Let $a,b,c,d,e$ be five lines on the plane with distinct slopes,

If $a,b,c,e$ form a concave quadrilateral and $a,c,d,e$ form a concave quadrilateral, does it imply that $a,b,d,e$ form a concave quadrilateral?

To check whether four lines form a concave quadrilateral, it is enough to check their slopes satisfy the inequality in The concave quadrilateral and the slopes of its sides

So the problem becomes an inequality problem:

Let $a,b,c,d,e\in\mathbb{R}$ be distinct, \begin{align*}(a-b) (e-a) (b-c) (c-e)<0,\\(a-c) (e-a) (c-d) (d-e)<0,\\\text{Prove：}(a-b) (e-a) (b-d) (d-e)<0.\end{align*}

Answer 1

WolframAlpha checks $$\frac{(a-e) (b-d)}{(a-b) (e-d)}=1-\left(1-\frac{(e-a) (b-c)}{(a-b) (c-e)}\right) \left(1-\frac{(e-a) (c-d)}{(a-c) (d-e)}\right)$$is an identity.
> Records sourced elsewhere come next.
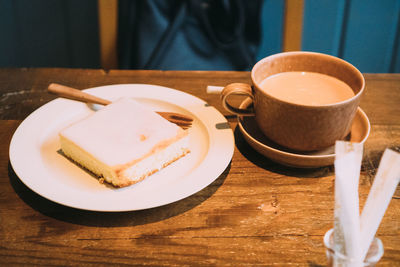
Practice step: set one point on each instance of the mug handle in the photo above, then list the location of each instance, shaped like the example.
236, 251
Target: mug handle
242, 89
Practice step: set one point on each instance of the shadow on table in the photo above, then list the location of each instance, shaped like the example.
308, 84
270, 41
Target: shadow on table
261, 161
111, 219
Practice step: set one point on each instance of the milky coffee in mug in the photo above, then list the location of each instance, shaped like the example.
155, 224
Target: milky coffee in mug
302, 100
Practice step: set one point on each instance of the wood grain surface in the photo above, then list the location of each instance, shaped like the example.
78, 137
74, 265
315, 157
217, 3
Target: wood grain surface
256, 213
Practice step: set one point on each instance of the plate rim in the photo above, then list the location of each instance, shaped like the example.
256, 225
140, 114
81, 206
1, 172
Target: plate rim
200, 106
246, 134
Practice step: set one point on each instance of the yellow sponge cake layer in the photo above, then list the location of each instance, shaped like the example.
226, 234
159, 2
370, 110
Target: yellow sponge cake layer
124, 142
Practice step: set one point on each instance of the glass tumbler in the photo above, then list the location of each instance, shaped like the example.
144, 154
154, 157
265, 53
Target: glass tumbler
335, 258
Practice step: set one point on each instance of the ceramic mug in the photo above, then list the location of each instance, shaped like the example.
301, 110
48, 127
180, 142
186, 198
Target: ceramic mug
299, 126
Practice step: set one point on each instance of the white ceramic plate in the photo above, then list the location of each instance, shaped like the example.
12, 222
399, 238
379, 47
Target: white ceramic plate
35, 157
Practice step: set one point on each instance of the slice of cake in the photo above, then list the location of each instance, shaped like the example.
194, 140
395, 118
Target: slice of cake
124, 142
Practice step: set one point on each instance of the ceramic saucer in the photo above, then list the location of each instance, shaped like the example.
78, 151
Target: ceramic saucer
255, 138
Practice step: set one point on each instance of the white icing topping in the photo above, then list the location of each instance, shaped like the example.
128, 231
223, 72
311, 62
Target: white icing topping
121, 132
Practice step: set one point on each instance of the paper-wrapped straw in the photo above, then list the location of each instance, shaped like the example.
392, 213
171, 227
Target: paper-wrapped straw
347, 215
382, 190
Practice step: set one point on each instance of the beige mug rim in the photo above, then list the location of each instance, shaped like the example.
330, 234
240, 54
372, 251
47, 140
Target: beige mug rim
337, 104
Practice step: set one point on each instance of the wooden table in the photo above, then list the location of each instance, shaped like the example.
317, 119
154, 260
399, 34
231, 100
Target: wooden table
256, 213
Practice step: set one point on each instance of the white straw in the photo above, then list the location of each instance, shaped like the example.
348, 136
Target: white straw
382, 190
347, 221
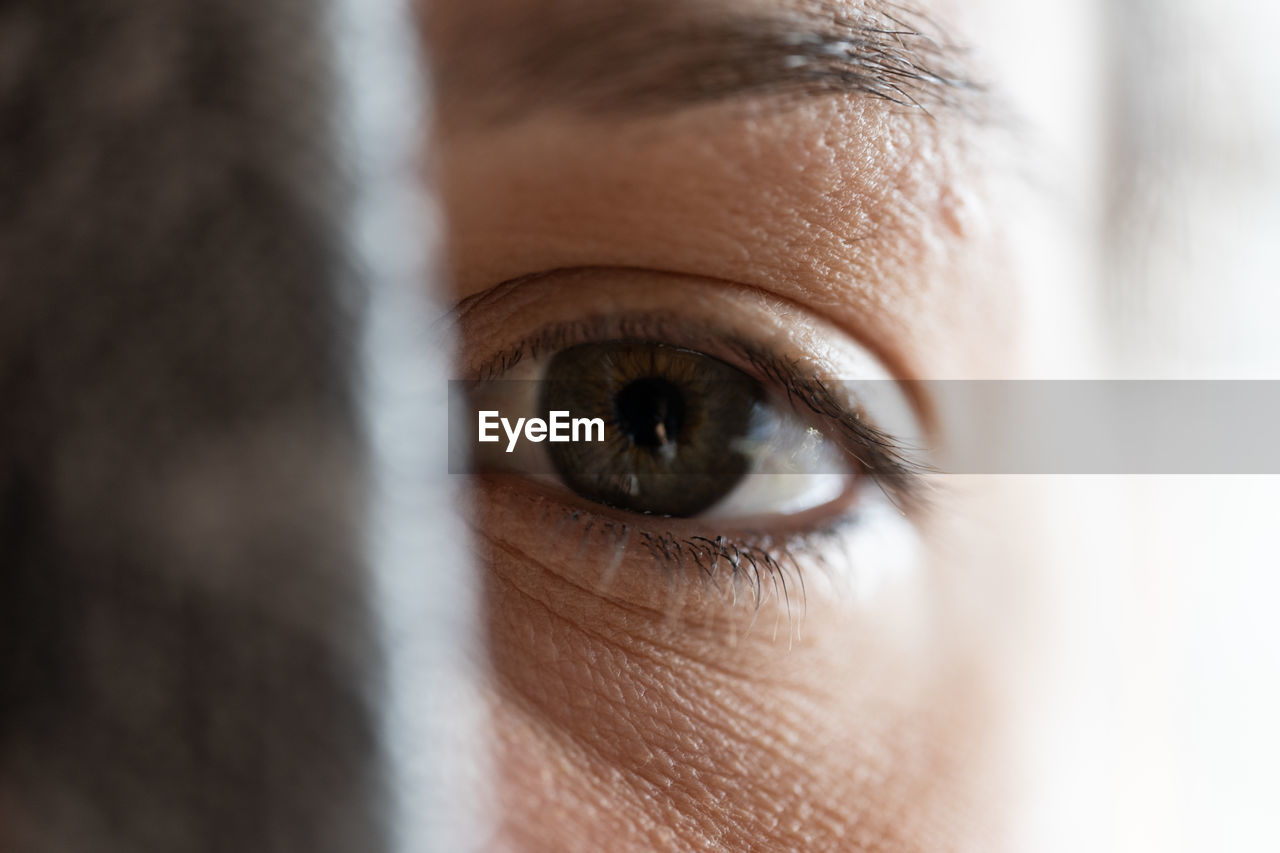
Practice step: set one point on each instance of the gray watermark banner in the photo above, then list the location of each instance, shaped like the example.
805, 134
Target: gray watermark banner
956, 427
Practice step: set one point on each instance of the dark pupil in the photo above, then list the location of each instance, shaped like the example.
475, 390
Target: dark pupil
650, 411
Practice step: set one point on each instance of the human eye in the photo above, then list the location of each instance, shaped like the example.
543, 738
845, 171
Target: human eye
731, 438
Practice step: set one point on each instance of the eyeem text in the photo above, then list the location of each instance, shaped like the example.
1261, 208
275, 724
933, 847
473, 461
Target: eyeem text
560, 428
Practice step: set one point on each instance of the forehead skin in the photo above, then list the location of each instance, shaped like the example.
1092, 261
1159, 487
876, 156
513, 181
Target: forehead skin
869, 213
612, 729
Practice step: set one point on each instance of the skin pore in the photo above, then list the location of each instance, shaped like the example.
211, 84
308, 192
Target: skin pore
817, 683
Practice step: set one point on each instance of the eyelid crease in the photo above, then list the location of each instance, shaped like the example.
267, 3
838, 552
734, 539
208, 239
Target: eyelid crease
878, 455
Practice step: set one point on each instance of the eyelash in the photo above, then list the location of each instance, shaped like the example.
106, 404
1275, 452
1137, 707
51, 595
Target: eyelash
752, 556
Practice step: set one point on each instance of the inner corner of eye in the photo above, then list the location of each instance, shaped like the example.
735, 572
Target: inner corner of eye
685, 434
The problem supposes $\frac{(e-a) (b-c)}{(a-b) (c-e)}<0$ and $\frac{(e-a) (c-d)}{(a-c) (d-e)}<0$, then $1-\frac{(e-a) (b-c)}{(a-b) (c-e)}>1$ and $1-\frac{(e-a) (c-d)}{(a-c) (d-e)}>1$, therefore the right hand side of the identity is $<0$, therefore $\frac{(a-e) (b-d)}{(a-b) (e-d)}<0$.